# New T4i 1.0.4 firmware posted



## acdeguzman (Jun 15, 2013)

I was randomly checking Canon's site for a T4i firmware update and there was one posted today!

http://www.usa.canon.com/cusa/support/consumer/eos_slr_camera_systems/eos_digital_slr_cameras/eos_rebel_t4i_18_55mm_is_lens_kit#DriversAndSoftware


Changes
Firmware Version 1.0.4 incorporates the following fixes.
1. Fixes the following phenomena which may occur when the camera is used in combination with certain lens models equipped with a stepping motor.
Affected lenses: EF-S 18-135mm f/3.5-5.6 IS STM / EF-S 18-55mm f/3.5-5.6 IS STM
- The camera may freeze in rare instances if you try to shoot with a lens cap attached or meter a subject in low contrast in Live View (or Movie) shooting.
- Fine focus adjustment may not be possible in Remote Live View on the EOS Utility software.
2. Fixes a phenomenon in which some SD card products are not recognized by the camera.
3. Corrects some misspellings displayed on the menu screen.

Firmware Version 1.0.4 is for cameras with firmware Version 1.0.1 or earlier.
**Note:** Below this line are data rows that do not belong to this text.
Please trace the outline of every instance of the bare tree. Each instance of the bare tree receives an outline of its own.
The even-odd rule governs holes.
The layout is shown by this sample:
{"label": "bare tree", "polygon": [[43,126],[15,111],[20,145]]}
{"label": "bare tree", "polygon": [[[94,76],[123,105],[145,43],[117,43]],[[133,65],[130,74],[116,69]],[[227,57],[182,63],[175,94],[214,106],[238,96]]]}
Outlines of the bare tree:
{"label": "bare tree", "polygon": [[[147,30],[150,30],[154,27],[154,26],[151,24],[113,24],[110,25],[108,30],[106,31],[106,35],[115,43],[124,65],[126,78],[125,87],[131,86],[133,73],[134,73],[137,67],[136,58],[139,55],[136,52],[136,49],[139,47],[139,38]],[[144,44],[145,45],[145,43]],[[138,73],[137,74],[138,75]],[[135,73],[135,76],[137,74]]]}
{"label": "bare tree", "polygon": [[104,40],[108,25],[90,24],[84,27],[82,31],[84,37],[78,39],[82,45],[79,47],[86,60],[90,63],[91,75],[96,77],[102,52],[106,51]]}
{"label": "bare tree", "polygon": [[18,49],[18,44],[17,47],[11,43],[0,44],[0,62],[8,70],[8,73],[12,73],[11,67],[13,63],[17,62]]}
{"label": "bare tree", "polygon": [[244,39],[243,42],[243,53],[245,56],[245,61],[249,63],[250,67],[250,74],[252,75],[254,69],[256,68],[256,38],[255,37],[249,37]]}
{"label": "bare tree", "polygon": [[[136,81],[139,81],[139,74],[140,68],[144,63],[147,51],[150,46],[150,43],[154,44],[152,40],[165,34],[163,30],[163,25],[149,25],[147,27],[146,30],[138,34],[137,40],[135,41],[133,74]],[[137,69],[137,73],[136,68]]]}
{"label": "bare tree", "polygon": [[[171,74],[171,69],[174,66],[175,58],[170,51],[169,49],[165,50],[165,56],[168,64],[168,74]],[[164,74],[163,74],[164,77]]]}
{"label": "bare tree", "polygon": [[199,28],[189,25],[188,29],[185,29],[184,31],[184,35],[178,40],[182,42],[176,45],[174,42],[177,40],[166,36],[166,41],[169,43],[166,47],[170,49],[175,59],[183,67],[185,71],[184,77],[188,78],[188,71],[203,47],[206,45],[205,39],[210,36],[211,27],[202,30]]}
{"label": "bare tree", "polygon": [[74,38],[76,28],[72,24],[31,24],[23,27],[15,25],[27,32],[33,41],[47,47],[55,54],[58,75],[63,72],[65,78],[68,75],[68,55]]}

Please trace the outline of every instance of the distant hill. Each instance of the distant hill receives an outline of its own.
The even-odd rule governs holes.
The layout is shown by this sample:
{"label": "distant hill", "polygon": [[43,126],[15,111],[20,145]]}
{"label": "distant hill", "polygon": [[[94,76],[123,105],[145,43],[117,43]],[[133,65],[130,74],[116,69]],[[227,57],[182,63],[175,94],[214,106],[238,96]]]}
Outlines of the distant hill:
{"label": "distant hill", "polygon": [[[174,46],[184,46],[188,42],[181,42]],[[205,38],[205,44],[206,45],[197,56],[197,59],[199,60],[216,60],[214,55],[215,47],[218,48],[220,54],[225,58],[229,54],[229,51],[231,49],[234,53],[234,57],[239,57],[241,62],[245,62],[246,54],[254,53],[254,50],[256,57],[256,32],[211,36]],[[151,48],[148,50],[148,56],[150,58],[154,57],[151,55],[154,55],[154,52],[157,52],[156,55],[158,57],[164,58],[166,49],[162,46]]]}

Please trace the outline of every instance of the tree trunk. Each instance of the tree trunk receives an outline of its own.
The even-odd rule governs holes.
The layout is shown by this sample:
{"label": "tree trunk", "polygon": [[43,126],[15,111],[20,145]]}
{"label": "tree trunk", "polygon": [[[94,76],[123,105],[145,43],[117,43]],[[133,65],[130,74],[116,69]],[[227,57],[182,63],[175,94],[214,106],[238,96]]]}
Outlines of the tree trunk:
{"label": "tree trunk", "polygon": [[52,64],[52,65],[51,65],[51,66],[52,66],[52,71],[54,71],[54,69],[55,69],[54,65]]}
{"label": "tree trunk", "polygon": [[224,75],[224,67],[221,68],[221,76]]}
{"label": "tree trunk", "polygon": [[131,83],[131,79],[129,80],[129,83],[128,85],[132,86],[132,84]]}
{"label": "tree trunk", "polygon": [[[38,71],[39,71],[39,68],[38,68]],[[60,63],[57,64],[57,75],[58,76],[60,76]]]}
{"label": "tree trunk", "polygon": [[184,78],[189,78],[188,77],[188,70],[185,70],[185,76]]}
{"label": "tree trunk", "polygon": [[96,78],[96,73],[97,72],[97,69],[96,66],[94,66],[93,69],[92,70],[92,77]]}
If the camera’s firmware is already Version 1.0.4, it is not necessary to update the firmware.

When updating the firmware of your camera, please first review the instructions thoroughly before you download the firmware.


(The following is the history of past firmware updates.)

None: This firmware update to version 1.0.4 is the first update.


----------



## bycostello (Jun 15, 2013)

thanks for the heads up


----------